YouTube Data Scrapping and Dashboard
With the help of YouTube API I scraped details on YouTube channels to be shown in Power BI and Dash dashboards. Here you'll find the technical description on the implementation.
Before the end of the year 2022 I decided to monitor growth on some YouTube channels and try to find anything interesting. Much of it entailed using some data gathering techniques I had never used before, for example, YouTube’s API, set up a local database, and build a nice Dashboard to present insights.
Here’s the technical description on how the scrapping and dashboard were implemented.
While this project was being developed I encountered several roadblocks, many of those I was able to surpass but some others I wasn’t. I’ll describe each step at the best of my abilities for you to know what it entails, what I did, and how.
Setting up a YouTube Developer Account
This is the initial step. Requires you to have a Google account to link your Developer profile and you’ll be able to use several Google APIs, among them, YouTube’s. If you’re not familiar with APIs, this term is an acronym that stands for “application programming interface”, and is a tool that, in this case, will allow you grab data from YouTube using code, for example, you can be interested to know the date of creation of a channel you like or perhaps a list of them.

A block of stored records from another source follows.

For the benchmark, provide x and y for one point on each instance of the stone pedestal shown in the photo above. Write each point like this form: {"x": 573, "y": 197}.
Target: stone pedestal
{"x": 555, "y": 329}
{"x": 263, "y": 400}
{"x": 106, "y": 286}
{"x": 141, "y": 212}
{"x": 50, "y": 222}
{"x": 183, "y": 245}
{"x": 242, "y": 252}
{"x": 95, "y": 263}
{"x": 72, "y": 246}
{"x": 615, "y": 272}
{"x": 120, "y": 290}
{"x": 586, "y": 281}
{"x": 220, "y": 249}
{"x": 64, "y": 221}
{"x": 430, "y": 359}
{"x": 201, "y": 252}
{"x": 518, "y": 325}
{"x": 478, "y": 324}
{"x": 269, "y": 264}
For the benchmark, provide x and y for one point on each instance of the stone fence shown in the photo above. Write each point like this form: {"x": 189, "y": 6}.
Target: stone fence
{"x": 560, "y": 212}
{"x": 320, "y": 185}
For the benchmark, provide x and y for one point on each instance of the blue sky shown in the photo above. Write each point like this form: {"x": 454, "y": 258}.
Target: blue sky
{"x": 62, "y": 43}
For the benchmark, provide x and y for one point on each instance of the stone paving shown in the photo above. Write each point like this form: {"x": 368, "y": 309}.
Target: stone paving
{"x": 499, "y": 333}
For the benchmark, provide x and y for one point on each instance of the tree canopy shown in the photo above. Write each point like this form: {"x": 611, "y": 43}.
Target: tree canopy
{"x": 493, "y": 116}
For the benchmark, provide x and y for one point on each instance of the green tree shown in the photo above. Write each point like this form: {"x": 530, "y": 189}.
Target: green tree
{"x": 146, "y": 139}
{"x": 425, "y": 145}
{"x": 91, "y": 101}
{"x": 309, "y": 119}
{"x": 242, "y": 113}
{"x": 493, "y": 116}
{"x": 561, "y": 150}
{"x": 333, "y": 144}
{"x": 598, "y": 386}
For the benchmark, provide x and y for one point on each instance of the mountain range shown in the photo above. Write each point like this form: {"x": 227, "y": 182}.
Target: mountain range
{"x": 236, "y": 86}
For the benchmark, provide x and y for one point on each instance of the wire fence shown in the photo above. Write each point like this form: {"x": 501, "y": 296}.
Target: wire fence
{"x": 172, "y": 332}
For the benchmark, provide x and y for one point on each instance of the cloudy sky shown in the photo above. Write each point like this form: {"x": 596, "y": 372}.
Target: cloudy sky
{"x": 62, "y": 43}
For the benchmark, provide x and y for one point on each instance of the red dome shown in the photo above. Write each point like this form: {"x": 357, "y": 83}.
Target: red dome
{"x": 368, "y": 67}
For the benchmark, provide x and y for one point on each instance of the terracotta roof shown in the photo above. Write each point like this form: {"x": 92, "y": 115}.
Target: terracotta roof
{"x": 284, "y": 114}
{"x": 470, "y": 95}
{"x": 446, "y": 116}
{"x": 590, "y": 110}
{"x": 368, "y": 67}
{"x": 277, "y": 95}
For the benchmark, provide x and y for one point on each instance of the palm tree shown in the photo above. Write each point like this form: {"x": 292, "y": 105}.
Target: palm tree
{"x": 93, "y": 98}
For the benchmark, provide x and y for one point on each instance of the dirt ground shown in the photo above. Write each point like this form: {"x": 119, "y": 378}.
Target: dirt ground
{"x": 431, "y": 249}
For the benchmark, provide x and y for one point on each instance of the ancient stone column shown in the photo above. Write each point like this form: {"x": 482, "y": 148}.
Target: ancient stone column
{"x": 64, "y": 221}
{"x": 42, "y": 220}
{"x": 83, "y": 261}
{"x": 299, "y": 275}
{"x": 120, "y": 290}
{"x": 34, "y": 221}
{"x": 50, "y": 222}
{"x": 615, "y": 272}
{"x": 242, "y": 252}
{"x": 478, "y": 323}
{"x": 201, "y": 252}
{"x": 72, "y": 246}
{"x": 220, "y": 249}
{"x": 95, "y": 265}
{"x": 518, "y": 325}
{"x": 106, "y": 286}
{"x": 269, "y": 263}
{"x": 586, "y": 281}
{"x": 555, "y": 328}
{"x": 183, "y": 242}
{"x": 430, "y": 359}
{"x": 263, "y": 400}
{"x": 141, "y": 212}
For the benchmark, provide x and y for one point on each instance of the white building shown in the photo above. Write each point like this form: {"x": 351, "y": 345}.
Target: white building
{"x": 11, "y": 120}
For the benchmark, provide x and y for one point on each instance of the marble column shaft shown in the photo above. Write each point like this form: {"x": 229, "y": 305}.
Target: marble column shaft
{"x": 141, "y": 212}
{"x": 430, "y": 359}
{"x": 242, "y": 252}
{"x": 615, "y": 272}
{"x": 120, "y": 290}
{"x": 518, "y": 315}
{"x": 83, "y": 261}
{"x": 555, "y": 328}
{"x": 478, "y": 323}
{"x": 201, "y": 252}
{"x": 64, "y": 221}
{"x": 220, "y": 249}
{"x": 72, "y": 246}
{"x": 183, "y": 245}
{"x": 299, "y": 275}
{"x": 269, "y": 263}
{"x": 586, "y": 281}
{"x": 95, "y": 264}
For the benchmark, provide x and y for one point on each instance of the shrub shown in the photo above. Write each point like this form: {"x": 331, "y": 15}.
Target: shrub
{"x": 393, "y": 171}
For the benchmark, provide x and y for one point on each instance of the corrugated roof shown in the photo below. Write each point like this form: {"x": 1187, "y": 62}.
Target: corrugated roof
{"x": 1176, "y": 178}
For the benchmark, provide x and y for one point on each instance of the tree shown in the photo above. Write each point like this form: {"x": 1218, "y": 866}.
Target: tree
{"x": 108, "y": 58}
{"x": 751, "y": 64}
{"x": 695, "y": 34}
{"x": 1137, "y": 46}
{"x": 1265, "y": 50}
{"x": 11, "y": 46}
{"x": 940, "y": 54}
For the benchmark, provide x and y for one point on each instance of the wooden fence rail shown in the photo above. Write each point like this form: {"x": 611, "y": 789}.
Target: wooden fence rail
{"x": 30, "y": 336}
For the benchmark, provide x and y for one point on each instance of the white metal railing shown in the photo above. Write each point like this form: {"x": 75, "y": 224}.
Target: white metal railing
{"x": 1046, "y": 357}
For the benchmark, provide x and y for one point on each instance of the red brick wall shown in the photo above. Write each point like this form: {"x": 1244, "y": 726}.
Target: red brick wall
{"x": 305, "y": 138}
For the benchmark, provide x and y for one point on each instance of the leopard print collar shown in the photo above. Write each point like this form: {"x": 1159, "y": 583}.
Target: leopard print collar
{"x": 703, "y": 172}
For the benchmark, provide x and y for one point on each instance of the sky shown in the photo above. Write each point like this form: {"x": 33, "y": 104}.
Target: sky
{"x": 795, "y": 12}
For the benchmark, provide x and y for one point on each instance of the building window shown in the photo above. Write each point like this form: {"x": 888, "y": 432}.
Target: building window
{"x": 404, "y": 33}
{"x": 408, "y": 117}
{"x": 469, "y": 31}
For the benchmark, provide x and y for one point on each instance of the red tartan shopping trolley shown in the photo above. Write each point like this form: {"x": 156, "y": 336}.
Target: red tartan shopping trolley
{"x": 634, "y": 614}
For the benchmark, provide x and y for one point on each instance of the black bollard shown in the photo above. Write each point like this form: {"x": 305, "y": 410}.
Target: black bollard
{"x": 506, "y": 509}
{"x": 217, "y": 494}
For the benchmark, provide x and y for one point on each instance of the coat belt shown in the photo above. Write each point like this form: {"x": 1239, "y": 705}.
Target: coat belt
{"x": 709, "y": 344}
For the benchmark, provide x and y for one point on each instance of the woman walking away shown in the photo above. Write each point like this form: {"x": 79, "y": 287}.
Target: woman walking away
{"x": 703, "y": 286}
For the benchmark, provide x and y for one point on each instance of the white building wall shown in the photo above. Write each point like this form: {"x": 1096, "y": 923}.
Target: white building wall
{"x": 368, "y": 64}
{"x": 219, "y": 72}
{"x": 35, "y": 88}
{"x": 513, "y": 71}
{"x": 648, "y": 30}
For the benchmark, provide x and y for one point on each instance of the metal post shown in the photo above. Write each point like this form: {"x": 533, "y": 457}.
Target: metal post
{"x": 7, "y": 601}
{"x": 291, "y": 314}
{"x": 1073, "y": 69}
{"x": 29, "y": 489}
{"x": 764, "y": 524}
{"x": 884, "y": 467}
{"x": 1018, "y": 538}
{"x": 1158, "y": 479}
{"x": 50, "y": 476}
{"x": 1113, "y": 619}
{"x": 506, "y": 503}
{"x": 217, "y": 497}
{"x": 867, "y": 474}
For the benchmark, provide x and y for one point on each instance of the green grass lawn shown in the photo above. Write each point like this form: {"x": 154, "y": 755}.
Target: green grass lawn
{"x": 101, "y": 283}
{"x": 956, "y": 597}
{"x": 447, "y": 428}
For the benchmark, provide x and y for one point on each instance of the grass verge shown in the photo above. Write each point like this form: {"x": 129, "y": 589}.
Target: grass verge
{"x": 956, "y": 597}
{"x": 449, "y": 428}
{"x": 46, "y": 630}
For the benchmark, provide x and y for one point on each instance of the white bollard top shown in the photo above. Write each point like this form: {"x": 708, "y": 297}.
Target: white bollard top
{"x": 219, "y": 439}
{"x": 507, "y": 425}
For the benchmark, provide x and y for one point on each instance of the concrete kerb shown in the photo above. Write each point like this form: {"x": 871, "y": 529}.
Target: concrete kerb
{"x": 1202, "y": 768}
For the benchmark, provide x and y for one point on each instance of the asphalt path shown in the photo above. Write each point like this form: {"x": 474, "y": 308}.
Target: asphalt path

Your Developer Account provides easy access to all the documentation you need to get started, and more importantly, you can create a project for what you’ll do. Inside a project you’re going to be able to create an API Key, this key will allow YouTube to relate the information that’s being extracted to your project, and it will allow you to access YouTube’s data.
Being an API an application programming interface, the information that you request will return in a JSON formatted file, and these kinds of files are handled better using programming languages, my choice was to use Python.
Preparing a script for scrapping
One function of the API, for YouTube, is to limit the amount of information that can be extracted on a daily basis, Hence, extracting all of YouTube's information is not possible, instead I kept the project’s scope to a set of very few channels, each is uniquely identified on the platform by its Channel ID, which is a combination of letters, numbers, and special characters. The same happens for all videos in the platform, in this case is called Video ID. Both these variables are important, it will indicate YouTube’s what type of information you’re looking for. You can use the channel’s name, but I prefer to avoid ambiguity. You can find this information directly on the page of the Channel of your choice, and inspecting the developer options within your browser.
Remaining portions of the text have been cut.